人生は夜間飛行だ。 基地との交信が途絶えれば方向を見失い予測不能の嵐になす術もない。 だが、それを自由と勘違いして自ら交信断絶を選ぶ者もある。 集団をつくれば不安と共に自由は消える。 そして集団同士が交信能力を失う時、暴力が召喚される。 交信(=言葉)の力が試されているのが現代である。
- 著者
- サン=テグジュペリ
- 出版日
- 1956-02-22
素敵な表紙だと思ったら宮崎駿だった。
「星の王子様」のサン=テグジュペリ作、南米を舞台に郵便飛行機事業に命を賭ける男たちの物語。
飛行士は新婚の妻を残して危険な夜間飛行に向かう。彼は残した妻の愛と不安を理解できない。

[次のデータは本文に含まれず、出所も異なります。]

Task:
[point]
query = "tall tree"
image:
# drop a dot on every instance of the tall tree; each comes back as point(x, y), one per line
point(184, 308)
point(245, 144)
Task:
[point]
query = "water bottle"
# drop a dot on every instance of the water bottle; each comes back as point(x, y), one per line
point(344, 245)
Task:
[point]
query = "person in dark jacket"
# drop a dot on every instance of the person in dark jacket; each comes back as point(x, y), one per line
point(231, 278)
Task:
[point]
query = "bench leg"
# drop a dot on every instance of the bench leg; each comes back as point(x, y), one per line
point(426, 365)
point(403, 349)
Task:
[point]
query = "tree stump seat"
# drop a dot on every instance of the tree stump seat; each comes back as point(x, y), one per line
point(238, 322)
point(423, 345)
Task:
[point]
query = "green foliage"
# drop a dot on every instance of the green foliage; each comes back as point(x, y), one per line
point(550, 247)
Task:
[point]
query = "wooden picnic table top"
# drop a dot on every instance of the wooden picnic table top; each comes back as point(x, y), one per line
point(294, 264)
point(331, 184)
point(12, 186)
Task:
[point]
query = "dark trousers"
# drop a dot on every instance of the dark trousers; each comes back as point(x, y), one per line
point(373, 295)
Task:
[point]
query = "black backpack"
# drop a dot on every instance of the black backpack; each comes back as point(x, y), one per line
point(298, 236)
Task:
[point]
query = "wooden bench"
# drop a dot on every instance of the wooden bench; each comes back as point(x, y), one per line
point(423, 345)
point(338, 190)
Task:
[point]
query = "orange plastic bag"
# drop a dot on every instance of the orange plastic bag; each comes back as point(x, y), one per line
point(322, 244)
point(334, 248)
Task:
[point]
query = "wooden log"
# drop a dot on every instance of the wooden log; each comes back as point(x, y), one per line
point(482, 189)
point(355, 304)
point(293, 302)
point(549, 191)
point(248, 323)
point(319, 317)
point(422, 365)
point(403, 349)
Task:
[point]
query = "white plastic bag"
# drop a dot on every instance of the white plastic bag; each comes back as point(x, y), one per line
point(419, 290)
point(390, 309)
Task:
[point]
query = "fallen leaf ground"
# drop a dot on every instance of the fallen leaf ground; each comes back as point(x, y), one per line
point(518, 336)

基地を統括するリヴィエールは飛行士たちへの愛情を隠し、過剰に冷徹な態度を取る。
彼らにとって大切なのはミッションだけだ。
予測不能な大嵐との戦いの一夜が始まる。
- 著者
- 新美 南吉
- 出版日
「にんげんって、ほんとにおそろしいものなんだよ。」
母ぎつねは子ぎつねに言い含め、手袋代の白銅貨を渡す。
でも、子ぎつねは間違えて・・・。
新実南吉は「生けるものおたがいの、しかし生存所属を異にしたものの、たましいの流通共鳴」を追い求めた。
だが、この物語で「流通共鳴」したのは「たましい」ではなく「貨幣」だったと、経済学者は指摘する。
言語の替りに貨幣が人間と狐の交信を仲介して暴力を押さえたのだと。
「星の王子様」の狐は言う。「友達を買うことはできない。」
でも、ほんの少しのお金が「敵」を防ぐことはできるのではないか?
- 著者
- レアード・ハント
- 出版日
- 2015-10-07
柴田元幸はOneを「鬼」と訳した。
南北戦争期のアメリカ・ケンタッキー州を舞台にした小説。
少女が嫁いだ男は冷血漢でサディストだが歌声は美しかった。
時を経て暴力の被害者が加害者に立場を変える。
酷烈な事件を少女たちは淡々と語る。
少女たちの交信は暴力で途絶えるが、紫色の糸が残る。
はたして交信は再会するのか?
シェークスピア「嵐」を基調に展開する自由と尊厳の物語。
- 著者
- 美智子
- 出版日
- 2009-04-10
1998年、美智子皇后は「子供時代の読書の思い出」というテーマで講演された。
不思議なほど透明な日本語に出会う。
「読書は人生の全てが、決して単純でないことを教えてくれました。」
「生きている限り、避けることのできない多くの悲しみに対し、ある時期から子供に備えさせなければいけないという思いがあったのでしょうか。」
人は自分と周囲との間、そして自分と自分自身の間にも、一つ一つ橋をかけて生きる。
本はその営為をそっと助けてくれる。
遠慮がちに、しかし力強く本を読むことの重要性を訴えかける。
他者との橋(交信)が無ければ自分自身との橋(交信)も無い。逆も同じ。本は仮の「他者」と「自己」になってくれる不思議な存在なのだろうか。
暴力に始まり暴力に終わった2015年。
そして、2016年も暴力で始まってしまった。
我々に言葉の力は残っているのだろうか?
「人間は交信可能。ただし、貨幣と暴力を介して。」
そんな結論はゴメンだ。
少しだけだが、静かで力強いコミュニケーションの渦が広がる予感はある。